Pete Skomoroch — Sat, 18 Apr 2009 01:17:02 +0000

Totally agree with you on this one. Outside of bioinformatics and maybe physics, it is tough to get large datasets that can be publicly redistributed and used for commercial purposes.

Compared to the datasets you get access to in industry, most public datasets are tiny. It is like pulling teeth to get any large research, government, or industry datasets released so that they are publicly redistributable.

Some of the concerns I’ve run into:

* copyright (web crawls, image datasets, audio, product metadata)
* privacy concerns (collaborative filtering, government data, geo data, legal/pacer)
* competitive reasons (financial data, retail data, commerce, website stats)

I think we need a data stimulus plan :) Like the Enron email dataset on a larger scale, we should have open access to factual data from the financial markets, geodata, bankrupt companies, and other locked down data that the government has ties to. Pumping that government subsidized data out on the net could spur a lot of innovation which is something we need right now.

By: brendano

brendano — Fri, 17 Apr 2009 17:51:35 +0000

Jon: yes, it’s great.

By: Jon

Jon — Fri, 17 Apr 2009 16:02:50 +0000

The dataset is costly, but 80% of that is the 1.5 TB x 4 disks that come with it (this is judging by what Best Buy currently has on sale).
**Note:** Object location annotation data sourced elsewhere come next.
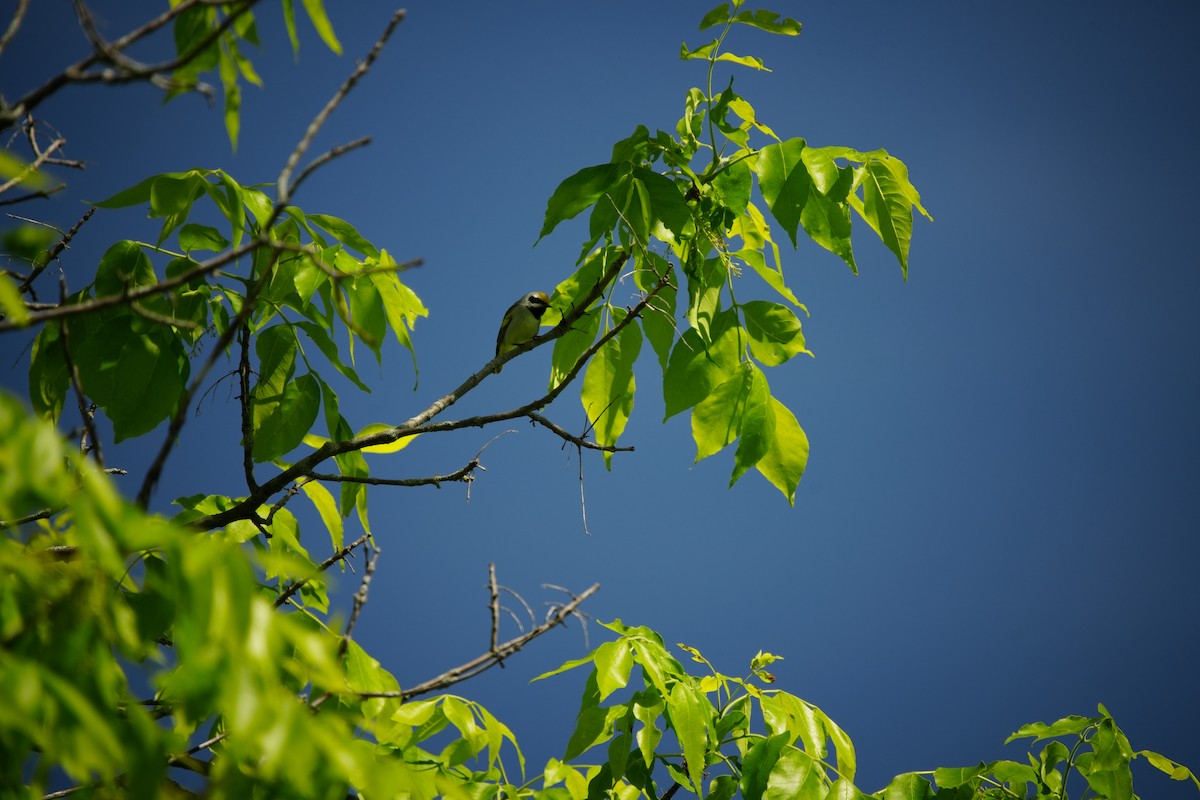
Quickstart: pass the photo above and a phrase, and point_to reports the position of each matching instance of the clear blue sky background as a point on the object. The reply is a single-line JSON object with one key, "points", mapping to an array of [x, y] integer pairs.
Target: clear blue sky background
{"points": [[1000, 518]]}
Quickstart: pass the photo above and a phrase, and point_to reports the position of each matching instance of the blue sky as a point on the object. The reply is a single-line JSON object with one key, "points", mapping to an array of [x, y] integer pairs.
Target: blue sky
{"points": [[1000, 518]]}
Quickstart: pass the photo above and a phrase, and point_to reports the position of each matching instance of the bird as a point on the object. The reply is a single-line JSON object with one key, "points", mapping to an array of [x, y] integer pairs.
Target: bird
{"points": [[521, 322]]}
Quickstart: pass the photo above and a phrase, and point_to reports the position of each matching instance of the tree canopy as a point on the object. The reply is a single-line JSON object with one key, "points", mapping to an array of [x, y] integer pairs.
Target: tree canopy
{"points": [[199, 653]]}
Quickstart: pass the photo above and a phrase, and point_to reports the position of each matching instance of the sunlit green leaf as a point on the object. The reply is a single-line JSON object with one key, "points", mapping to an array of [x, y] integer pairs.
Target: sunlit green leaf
{"points": [[785, 182], [787, 455], [579, 192], [609, 385], [316, 10], [774, 331]]}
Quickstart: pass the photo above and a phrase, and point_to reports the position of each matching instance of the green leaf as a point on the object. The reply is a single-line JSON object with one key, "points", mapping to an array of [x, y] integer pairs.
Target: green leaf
{"points": [[690, 715], [136, 194], [757, 426], [327, 507], [345, 233], [172, 197], [718, 16], [717, 420], [286, 420], [613, 661], [827, 223], [694, 368], [792, 777], [316, 10], [667, 204], [11, 302], [774, 331], [591, 722], [121, 268], [787, 455], [909, 786], [949, 777], [321, 337], [573, 344], [844, 789], [648, 707], [769, 22], [744, 60], [401, 307], [48, 374], [289, 20], [579, 192], [887, 203], [785, 182], [1066, 726], [137, 376], [733, 184], [757, 763], [609, 385], [1171, 768]]}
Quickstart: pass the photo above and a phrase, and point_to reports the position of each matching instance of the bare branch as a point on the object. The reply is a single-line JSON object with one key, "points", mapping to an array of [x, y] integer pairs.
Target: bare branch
{"points": [[45, 513], [329, 155], [421, 422], [53, 253], [487, 660], [465, 475], [177, 420], [107, 301], [579, 441], [34, 196], [493, 606], [247, 428], [360, 599], [285, 186], [33, 167], [151, 72], [294, 587]]}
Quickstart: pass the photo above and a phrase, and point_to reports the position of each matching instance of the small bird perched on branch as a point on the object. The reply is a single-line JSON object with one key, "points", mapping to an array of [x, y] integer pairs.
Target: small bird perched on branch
{"points": [[521, 322]]}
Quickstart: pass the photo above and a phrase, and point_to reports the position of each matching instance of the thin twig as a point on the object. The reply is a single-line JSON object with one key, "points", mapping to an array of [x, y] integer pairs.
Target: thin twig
{"points": [[77, 385], [247, 428], [421, 422], [107, 301], [53, 253], [486, 660], [30, 168], [579, 441], [45, 513], [285, 186], [34, 196], [329, 155], [493, 605], [297, 585], [465, 474]]}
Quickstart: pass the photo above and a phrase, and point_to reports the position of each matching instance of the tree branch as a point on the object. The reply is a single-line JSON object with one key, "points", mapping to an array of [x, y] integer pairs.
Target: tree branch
{"points": [[53, 253], [108, 301], [579, 441], [490, 659], [285, 186], [420, 423], [178, 419]]}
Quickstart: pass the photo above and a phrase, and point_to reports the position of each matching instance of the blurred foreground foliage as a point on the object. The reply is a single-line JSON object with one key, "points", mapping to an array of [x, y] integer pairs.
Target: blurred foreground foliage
{"points": [[198, 656]]}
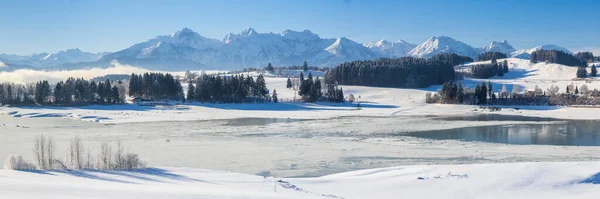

The remaining $150 or so strikes me as fairly inexpensive for a crawl that took an enormous amount of bandwidth, computing power, planning & maintenance. Jamie’s groups is currently working on providing the link-graph with the dataset — another huge chunk of processing that researchers using the dataset won’t need to perform.

By: roddy

roddy — Fri, 17 Apr 2009 07:17:27 +0000

hadoop dfs -put